At the time of our study, sea level had risen by about 20 cm around the world, about the height of manual A5, about the width of a finger, all thanks to the melting of the ice of those three glaciers in Greenland.

It usually melts

So what does it tell us about the future behavior of ice? In 2013, a modeling studio Foge Nick and colleagues saw the same “big three” glaciers (Jakobshawn Ispray to the west of the island and Hellheim and Kangarluzwak to the east) and predicted how they would respond to future weather conditions.

These scenes are called the most intense. RCP8.5 It assumes that economic growth will continue unabated into the 21st century, with warmer temperatures of around 3.7 degrees Celsius (pre-industrial or 1850 – 4.8 degrees Celsius).

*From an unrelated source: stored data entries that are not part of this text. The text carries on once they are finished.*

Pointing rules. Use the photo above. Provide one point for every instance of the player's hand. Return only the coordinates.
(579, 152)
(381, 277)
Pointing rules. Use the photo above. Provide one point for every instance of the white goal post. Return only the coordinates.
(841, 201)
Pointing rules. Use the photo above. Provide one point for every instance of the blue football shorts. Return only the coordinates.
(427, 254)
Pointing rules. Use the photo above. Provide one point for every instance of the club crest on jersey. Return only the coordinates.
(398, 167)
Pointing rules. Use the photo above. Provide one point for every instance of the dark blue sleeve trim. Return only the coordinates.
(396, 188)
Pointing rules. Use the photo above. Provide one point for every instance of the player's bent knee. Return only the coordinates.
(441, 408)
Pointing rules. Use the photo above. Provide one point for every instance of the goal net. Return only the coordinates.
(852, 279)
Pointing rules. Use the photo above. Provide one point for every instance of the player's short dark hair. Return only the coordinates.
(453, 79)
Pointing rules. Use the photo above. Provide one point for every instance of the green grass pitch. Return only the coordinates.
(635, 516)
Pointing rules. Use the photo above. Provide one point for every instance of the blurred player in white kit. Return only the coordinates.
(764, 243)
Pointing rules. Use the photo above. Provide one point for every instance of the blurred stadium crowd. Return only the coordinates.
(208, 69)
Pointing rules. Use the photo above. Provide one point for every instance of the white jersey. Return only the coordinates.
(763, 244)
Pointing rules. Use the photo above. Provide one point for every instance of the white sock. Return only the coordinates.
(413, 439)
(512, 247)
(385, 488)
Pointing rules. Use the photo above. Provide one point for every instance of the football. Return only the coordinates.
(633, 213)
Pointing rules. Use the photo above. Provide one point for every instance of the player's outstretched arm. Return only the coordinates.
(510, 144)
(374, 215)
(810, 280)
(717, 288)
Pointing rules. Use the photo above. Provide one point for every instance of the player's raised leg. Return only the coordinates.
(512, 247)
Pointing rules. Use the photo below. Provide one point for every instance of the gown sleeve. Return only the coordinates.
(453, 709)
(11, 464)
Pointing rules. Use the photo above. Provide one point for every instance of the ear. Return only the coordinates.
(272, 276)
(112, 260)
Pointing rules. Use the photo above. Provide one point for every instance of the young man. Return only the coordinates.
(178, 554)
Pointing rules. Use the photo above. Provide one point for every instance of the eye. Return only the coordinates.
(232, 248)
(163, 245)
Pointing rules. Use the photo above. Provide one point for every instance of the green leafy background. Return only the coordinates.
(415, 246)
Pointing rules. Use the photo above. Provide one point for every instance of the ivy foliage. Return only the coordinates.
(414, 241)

This scenario is sometimes referred to as Business as Usual (PAU), and there is an active discussion among climate researchers about how reliable RCP8.5 is. It should be noted, however, that this may be the most appropriate scenario, according to a recent study by a team of American scientists until at least 2050.

Since something is called polar multiplication, with Arctic warming above twice the global average, climate models indicate warming of about 8.3 ° C in Greenland, under the most extreme conditions, RCP8.5.

Despite this dramatic and terrifying rise in temperature, the “Big Three” predict a 9 to 15 mm sea level rise by 2100, slightly more than we received from the 1.5C warming of the 20th century. How can it be?

Our conclusion is that the models are also wrong. Newer and more sophisticated available They are used to estimate how the whole iceberg will respond in the next decade. Climate change.

These models appear to have a relatively weak correlation between climate change and ice melt. Our results suggest it is very strong.

Predictions based on these models are therefore likely to predict how much ice will be affected. Other sources support this conclusion.

What does all this mean? If we continue on the dreaded RCP8.5 path of rising greenhouse gas emissions, the Greenland ice sheet will begin melting at a rate we haven’t seen in at least 130,000 years, with sea levels and negative effects Millions of people Inhabitants of the lower level coastal areas.

Jonathan Bomber, Professor of Physics and Geography, University of Bristol.

This article was republished Conversation under the Creative Commons license. Read the original article.